Adjust the input voltage slide so Vstep is 10.0 volts. Leave the R and C values set at 2.24. Press the Numeric button and observe the output voltage and circuit current as functions of time.
You should note that a constant voltage, suddenly applied at t = 0, does not produce an instantaneous output. The circuit current, however, immediately jumps to a value equal to Vstep/R because the voltage across the capacitor is initially zero.
Note also that the output voltage builds rapidly at first and then slows as the output voltage builds. The initial rate of increase of the output voltage is 2 volts per seconds. Since Vo is initially zero, you can see from equation (4.3) that the initial rate is 2 volts per second.
At this rate, the output voltage would reach the step input value in 5 seconds. However, this does not happen because the rate slows as the output voltage builds. You will recall from the block diagram discussion of this circuit given in Section 3.3 that this slowing of the rate is due to the output voltage feeding back and reducing the current flowing into the capacitor. As this current is reduced, the charge on the capacitor asymptotically builds to the value of the input voltage.
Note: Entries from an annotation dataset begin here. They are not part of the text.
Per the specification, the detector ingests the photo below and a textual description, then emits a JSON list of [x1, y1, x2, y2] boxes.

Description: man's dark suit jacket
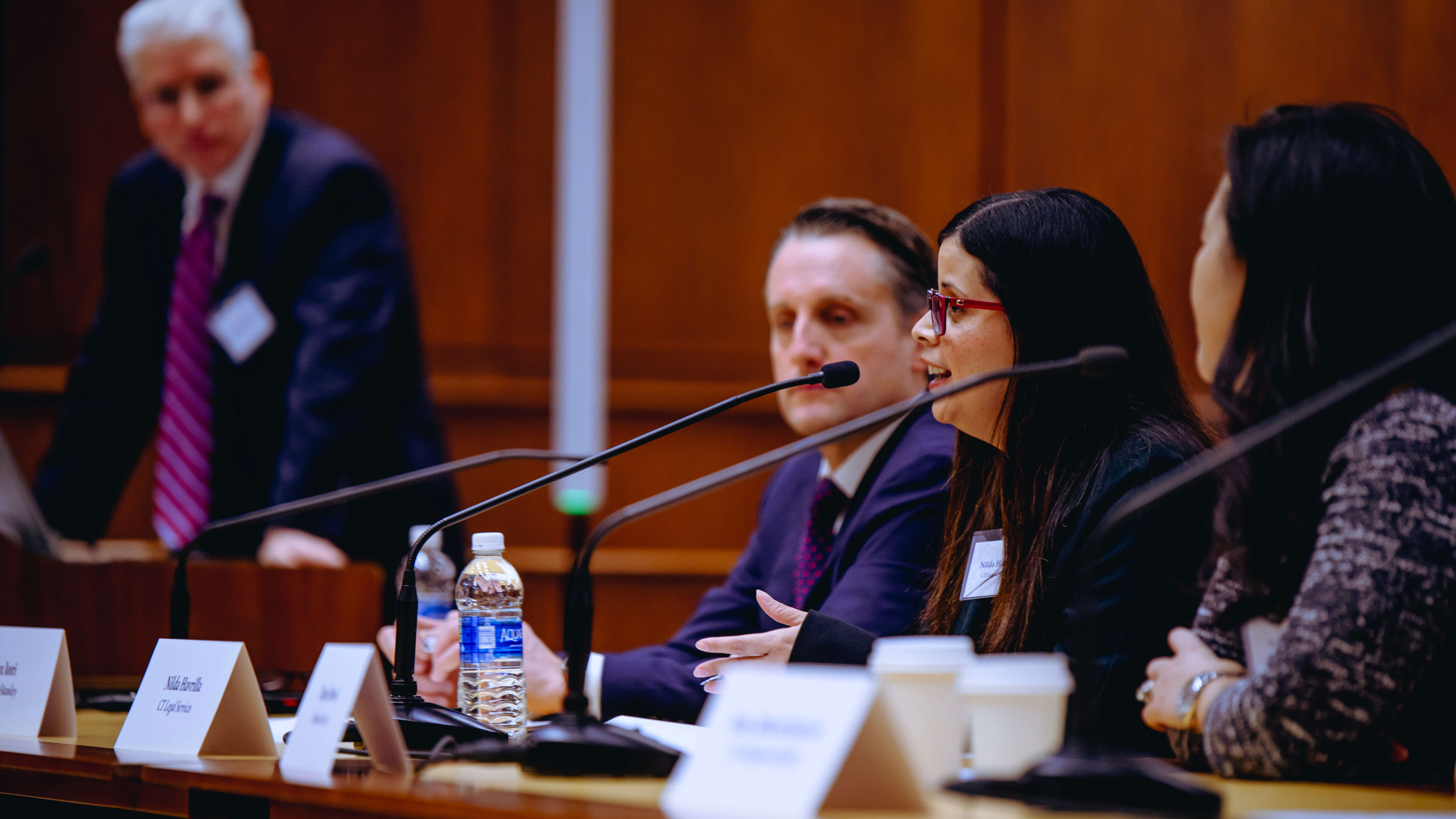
[[601, 410, 955, 721], [789, 431, 1214, 755], [35, 111, 453, 576]]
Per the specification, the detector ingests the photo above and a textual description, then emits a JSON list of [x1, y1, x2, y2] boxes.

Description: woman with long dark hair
[[1139, 105, 1456, 780], [696, 188, 1213, 749]]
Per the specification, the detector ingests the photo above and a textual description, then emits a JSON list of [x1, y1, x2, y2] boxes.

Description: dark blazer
[[601, 410, 955, 721], [789, 433, 1214, 756], [35, 111, 454, 576]]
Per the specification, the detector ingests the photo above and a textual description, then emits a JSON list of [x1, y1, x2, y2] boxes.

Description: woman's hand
[[1143, 628, 1243, 732], [693, 589, 808, 694], [521, 621, 566, 717], [374, 611, 460, 708], [258, 526, 349, 568]]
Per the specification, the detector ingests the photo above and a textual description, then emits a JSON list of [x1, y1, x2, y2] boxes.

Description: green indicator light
[[552, 490, 601, 514]]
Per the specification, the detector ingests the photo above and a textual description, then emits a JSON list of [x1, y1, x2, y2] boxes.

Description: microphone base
[[948, 746, 1223, 819], [521, 711, 681, 778], [390, 697, 508, 751]]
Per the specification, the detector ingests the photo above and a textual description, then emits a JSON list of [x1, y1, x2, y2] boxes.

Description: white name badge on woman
[[115, 640, 278, 756], [278, 643, 414, 775], [0, 625, 76, 737], [961, 529, 1005, 600], [661, 666, 920, 819]]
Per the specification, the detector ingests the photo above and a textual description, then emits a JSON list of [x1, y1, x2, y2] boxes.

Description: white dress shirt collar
[[182, 115, 268, 268], [820, 421, 904, 497]]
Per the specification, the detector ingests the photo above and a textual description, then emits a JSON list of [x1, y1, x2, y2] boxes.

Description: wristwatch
[[1176, 672, 1238, 730]]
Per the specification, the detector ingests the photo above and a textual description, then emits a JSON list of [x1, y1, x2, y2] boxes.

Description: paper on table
[[0, 625, 76, 737], [116, 640, 278, 758], [278, 643, 414, 777], [661, 666, 925, 819], [607, 715, 708, 753]]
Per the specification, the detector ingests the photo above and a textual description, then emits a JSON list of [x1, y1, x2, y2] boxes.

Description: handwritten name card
[[661, 666, 925, 819], [278, 643, 414, 777], [116, 640, 278, 756], [0, 625, 76, 737]]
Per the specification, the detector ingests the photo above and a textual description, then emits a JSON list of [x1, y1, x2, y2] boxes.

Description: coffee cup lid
[[955, 653, 1073, 695], [869, 634, 976, 673]]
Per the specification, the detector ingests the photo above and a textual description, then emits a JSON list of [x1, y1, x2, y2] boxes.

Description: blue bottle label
[[460, 616, 521, 665]]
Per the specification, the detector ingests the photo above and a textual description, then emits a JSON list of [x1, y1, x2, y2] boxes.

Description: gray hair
[[116, 0, 253, 84]]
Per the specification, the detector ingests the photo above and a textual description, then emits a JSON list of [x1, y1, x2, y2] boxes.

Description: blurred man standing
[[36, 0, 453, 573]]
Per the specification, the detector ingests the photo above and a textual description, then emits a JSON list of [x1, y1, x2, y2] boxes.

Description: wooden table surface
[[0, 711, 1456, 819]]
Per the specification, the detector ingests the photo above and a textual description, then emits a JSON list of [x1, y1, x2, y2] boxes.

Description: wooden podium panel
[[0, 541, 384, 676]]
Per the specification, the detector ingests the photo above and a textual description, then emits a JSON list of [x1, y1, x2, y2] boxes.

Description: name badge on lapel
[[961, 529, 1003, 600], [207, 281, 278, 364]]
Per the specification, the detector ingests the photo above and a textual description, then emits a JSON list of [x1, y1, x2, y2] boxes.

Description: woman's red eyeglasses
[[926, 290, 1006, 335]]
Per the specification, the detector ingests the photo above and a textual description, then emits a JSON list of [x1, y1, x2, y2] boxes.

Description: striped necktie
[[151, 195, 224, 551], [794, 478, 849, 609]]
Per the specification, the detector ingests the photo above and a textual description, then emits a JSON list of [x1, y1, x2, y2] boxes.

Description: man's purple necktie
[[794, 478, 849, 609], [151, 195, 224, 549]]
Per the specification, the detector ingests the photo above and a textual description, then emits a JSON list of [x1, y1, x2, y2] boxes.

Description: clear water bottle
[[395, 526, 454, 619], [456, 532, 526, 739]]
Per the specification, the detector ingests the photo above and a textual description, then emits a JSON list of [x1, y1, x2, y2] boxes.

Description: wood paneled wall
[[0, 0, 1456, 650]]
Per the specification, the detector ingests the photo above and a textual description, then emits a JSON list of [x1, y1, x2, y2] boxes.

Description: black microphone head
[[1077, 344, 1127, 379], [820, 361, 859, 389]]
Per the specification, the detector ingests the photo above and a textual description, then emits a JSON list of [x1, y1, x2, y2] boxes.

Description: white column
[[550, 0, 612, 514]]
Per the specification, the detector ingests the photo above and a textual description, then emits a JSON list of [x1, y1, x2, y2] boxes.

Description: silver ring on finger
[[1133, 679, 1153, 704]]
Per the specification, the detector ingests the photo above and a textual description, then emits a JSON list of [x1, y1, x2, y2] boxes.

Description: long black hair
[[923, 188, 1206, 651], [1211, 104, 1456, 621]]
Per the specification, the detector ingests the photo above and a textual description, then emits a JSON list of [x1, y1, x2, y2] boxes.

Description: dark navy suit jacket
[[789, 430, 1214, 753], [601, 410, 955, 721], [35, 111, 453, 574]]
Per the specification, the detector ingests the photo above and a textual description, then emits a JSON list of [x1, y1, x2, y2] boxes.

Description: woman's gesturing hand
[[693, 589, 807, 694], [1143, 628, 1243, 732]]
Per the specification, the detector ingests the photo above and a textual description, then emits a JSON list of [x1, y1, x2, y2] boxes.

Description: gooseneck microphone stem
[[1089, 313, 1456, 554], [389, 361, 859, 699], [170, 449, 582, 640], [563, 347, 1127, 714]]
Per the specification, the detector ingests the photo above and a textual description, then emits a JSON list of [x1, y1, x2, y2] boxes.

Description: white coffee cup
[[869, 635, 976, 790], [955, 654, 1072, 780]]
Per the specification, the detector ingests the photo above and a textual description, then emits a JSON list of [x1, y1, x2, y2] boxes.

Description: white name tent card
[[0, 625, 76, 737], [278, 643, 414, 777], [115, 640, 278, 756], [961, 529, 1005, 600], [661, 666, 925, 819]]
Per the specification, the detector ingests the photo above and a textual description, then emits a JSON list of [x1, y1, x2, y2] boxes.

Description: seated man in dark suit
[[380, 200, 955, 721], [36, 0, 453, 573]]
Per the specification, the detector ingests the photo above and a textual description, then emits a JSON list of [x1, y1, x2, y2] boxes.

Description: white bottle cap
[[409, 526, 441, 549], [470, 532, 505, 555]]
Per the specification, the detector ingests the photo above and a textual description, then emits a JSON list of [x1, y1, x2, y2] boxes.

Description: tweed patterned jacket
[[1171, 389, 1456, 782]]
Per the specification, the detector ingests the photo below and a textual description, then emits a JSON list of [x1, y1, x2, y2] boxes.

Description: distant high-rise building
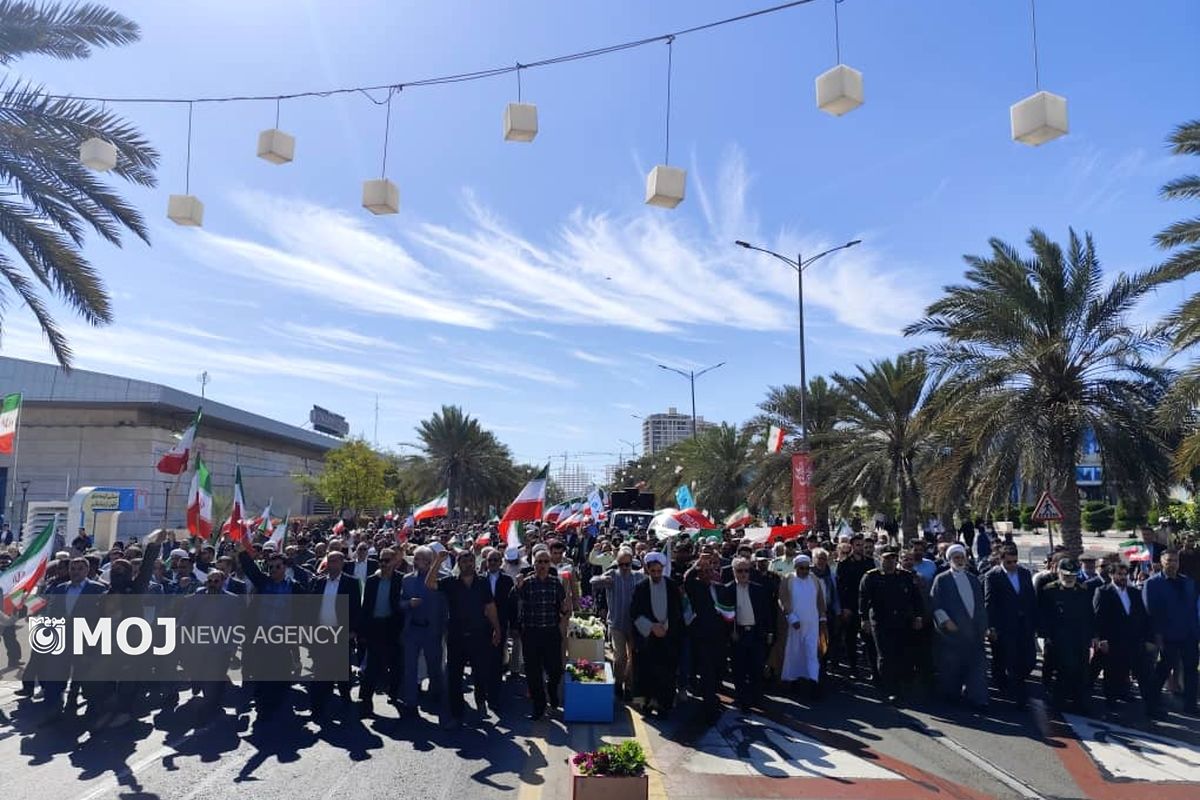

It is important to note also that in 5 seconds (one time constant) the output voltage is about 6.5 volts, or roughly 65% of its final value. In 10 seconds (2 time constants), the output voltage is about 8.8 volts or 88%, and in 15 seconds (3 time constants) the output reaches about 9.6 volts, or 96% of its final value. This form of response of this circuit is called the “step response” of a first-order ordinary differential equation.
Adjust the Vstep slider to 5 volts and leave the values of R and C set to 2.24. Press the Numeric button and observe the response. Calculate the out voltage as a percentage of the input voltage at 5, 10, and 15 seconds. Compare these percentage results with those when Vstep was set to 10 Volts. Are they similar?
You should find the output voltage percentages for a Vstep of 5 volts to be very close as the percentage for Vstep of 10 volts. No matter what the Vstep value, a first-order ODE will have exactly the same characteristic shape.
Put the value of the step input voltage back to 10 volts. Set the value of R to 3.0 ohms and the value of C to about 1.68 farads. Press the Numeric button and note the response. Did the output voltage response change? Did the initial value of the circuit current change?
You should recall that the product RC has units of time. It is known as the time constant and given the symbol τ. In the simulator this value is shown to the right of the R and C sliders labeled tau. Even though you varied R and C, you varied them in such a way that the product of the two was still 5 seconds. Consequently, the output voltage response remained the same. On the other hand the initial value of the circuit current dropped because we increased R from 2.4 to 3.0 ohms. So the initial current Vstep/R decreased. The value of C has no effect on the magnitude of the initial circuit current.
Keep the value of the step input voltage at 10 volts. Set the value of R and C to values that result in value of tau equal to 2 seconds. Before pressing the Numeric button, write down how long you think it will take the output voltage to reach about 96% of the input voltage. After you write your answer, push the Numeric button, note the response, and check your answer.
By decreasing tau to 2 seconds we increased initial rate of change of the output voltage and made the overall response of the system faster. In about 3 time constants the output of a first order system will reach about 96% of the input value. So in this assignment, we should expect the output voltage to reach 96% in six seconds. If you did not get the answer, go back to the simulator and adjust R and C so tau is 0.5, 1, 2, 3, 4, 5 and 6 seconds then observe the time it takes for the output voltage to reach about 95% of the input voltage. That time should be approximately 3 times the value of the time constant.
Table 4.2 give the exact percent value of the output for a first-order linear ODE versus time (expressed in terms of time constants). Many times manufactures product data is list response time of their components as a step response to an input signal. Given such data you can estimate the time constant of a first order linear ODE that you could use in a dynamic model of that component.